# Finetune a DistilRoBERTa model on the ELI5 Dataset

Task Description: Masked Language Modelling (MLM) predicts a masked token in a sequence. If we give it a sequence where some tokens inside are masked, it can predict the masked tokens.

Original Tutorial: https://huggingface.co/docs/transformers/tasks/masked_language_modeling

In [None]:
!pip install -q transformers datasets evaluate accelerate

# Load ELI5 dataset

In [None]:
from datasets import load_dataset

eli5 = load_dataset("eli5", split = "train_asks[:5000]")

In [None]:
# Split the dataset into a train and test set
eli5 = eli5.train_test_split(test_size=0.2)

In [None]:
# Look at the data
import pprint
pprint.pprint(eli5['train'][0])

# The text column is our model input


In [None]:
# Preprocessing
## Load Model
from transformers import AutoTokenizer, AutoModelForMaskedLM

model_checkpoint = "distilroberta-base"
tokenizer = AutoTokenizer.from_pretrained(model_checkpoint)
model = AutoModelForMaskedLM.from_pretrained(model_checkpoint)

In [None]:
# Check Model
print(model)

In [None]:
for name, param in model.named_parameters():
    print(f"Parameter name: {name}")
    print(f"Requires gradients: {param.requires_grad}")
    print(f"Parameter shape: {param.shape}")
    print("=" * 30)

In [None]:
# # Optional: Specify layers to fine tune and which to freeze by setting requires grad to true and false
# layers_to_fine_tune = ['decoder.final_layer_norm.weight']

# # Freeze layers
# for name, param in model.named_parameters():
#     if not any(layer_name in name for layer_name in layers_to_fine_tune):
#         param.requires_grad = False

# # Unfreeze Fine-tune layers
# for name, param in model.named_parameters():
#     if any(layer_name in name for layer_name in layers_to_fine_tune):
#         param.requires_grad = True

# Preprocessing
We need to create a preprocess function that we will apply to every instance in the dataset. The preprocess function needs to:

1. Flatten the instance so that the text column is easily accessible
2. Join any list of strings
3. Tokenize result

Some token sequences will be **longer** than the maximum input length for the model. Hence we use a second preprocessing function to:

1. concatenate all token sequences
2. Split the concatenated sequences into shorter chunks defined by a `block_size` parameter.

In [None]:
# The text field is nested so we need to flatten each instance
eli5 = eli5.flatten()
pprint.pprint(eli5['train'][0])

In [None]:
# Operation to apply to every instance
print(" ".join(eli5['train']['answers.text'][0]), "\n")
print(tokenizer(" ".join(eli5['train']['answers.text'][0])) )

In [None]:
# Wrap in a preprocess function
def preprocess_function(examples):
  return tokenizer([" ".join(x) for x in examples["answers.text"]])

In [None]:
# Apply preprocessing over entire dataset - batched = True process multiple elements of the datasets
tokenized_eli5 = eli5.map(preprocess_function, batched = True, num_proc=4, remove_columns=eli5['train'].column_names)

In [None]:
def group_texts(examples, block_size: int = 128):
  # This function is to cut the length of the text examples

  # Concatencate all texts
  concatenated_examples = {k: sum(examples[k], []) for k in examples.keys()}
  total_length = len(concatenated_examples[list(examples.keys())[0]])

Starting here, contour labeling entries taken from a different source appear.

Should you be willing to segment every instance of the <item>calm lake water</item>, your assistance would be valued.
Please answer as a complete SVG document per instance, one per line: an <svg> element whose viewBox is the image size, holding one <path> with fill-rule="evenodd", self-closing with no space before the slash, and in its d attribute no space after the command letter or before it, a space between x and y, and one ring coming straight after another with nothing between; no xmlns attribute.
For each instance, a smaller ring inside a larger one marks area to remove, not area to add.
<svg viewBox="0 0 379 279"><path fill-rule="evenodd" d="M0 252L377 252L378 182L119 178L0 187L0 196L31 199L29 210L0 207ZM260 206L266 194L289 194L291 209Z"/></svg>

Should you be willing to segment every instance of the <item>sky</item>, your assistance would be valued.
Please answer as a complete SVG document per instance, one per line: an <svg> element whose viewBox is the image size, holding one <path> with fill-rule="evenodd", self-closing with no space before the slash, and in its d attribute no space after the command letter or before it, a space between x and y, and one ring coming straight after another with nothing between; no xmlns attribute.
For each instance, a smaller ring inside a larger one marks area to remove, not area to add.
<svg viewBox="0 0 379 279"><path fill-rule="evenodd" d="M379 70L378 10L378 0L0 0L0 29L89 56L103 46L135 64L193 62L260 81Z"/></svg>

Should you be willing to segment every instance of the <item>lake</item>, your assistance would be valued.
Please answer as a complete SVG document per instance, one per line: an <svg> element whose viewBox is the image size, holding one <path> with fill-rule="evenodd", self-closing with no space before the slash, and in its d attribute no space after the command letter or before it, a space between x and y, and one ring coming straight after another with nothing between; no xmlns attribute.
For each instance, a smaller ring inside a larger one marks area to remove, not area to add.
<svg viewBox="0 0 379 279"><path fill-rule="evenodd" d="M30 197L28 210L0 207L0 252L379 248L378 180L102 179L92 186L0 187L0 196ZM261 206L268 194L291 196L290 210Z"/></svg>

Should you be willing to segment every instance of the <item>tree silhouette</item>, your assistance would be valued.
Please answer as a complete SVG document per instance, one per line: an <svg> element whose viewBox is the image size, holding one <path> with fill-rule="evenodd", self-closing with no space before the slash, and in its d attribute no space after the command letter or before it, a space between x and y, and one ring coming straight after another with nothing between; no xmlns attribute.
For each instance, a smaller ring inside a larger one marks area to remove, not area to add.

  if total_length >= block_size:
    total_length = (total_length // block_size) * block_size
  # Split by chunks of block size
  result = {
      k: [t[i: i + block_size] for i in range(0, total_length, block_size)]
      for k, t in concatenated_examples.items()
  }
  result["labels"] = result["input_ids"].copy()
  return result


In [None]:
# Apply second preprocessing over entire dataset
lm_dataset = tokenized_eli5.map(group_texts, batched=True, num_proc=4)

In [None]:
pprint.pprint(lm_dataset['train'][0])

In [None]:
# Create a batch of examples, with dynamic padding. Use the appropriate collator function
from transformers import DataCollatorForLanguageModeling

tokenizer.pad_token = tokenizer.eos_token
data_collator = DataCollatorForLanguageModeling(tokenizer = tokenizer, mlm_probability = 0.15)

# Evaluate

We want to create a `compute_metrics` function that monitors a metruc during training.

In [None]:
!pip install evaluate

In [None]:
tokenized_eli5_trch = lm_dataset

tokenized_eli5_trch.set_format("torch")
tokenized_eli5_trch

In [None]:
tokenized_eli5_trch['train'][0]

In [None]:
from torch.utils.data import DataLoader

train_dataloader = DataLoader(
    tokenized_eli5_trch['train'], shuffle = True, batch_size = 16, collate_fn=data_collator
)

test_dataloader = DataLoader(
    tokenized_eli5_trch['test'], shuffle = True, batch_size = 16, collate_fn=data_collator
)

In [None]:
import pprint
batch = next(iter(train_dataloader))

#print(batch)
print(len(train_dataloader))
print(f"input_ids batch shape: {batch.input_ids.shape}")
print(f"attention_mask batch shape: {batch.attention_mask.shape}")
print(f"labels batch shape: {batch.labels.shape}")

In [None]:
import evaluate

metric = evaluate.load("perplexity")

# Train Model Using PyTorch

In [None]:
import numpy as np
from transformers import AdamW, get_scheduler
import torch

# Define Optimiser
optimizer = AdamW(model.parameters(), lr=2e-5, weight_decay=0.01)

# Define Loss Function

# def compute_metrics(predictions, labels):

#     if isinstance(predictions, tuple):
#         predictions = predictions[0]
#     decoded_preds = tokenizer.batch_decode(predictions, skip_special_tokens=True)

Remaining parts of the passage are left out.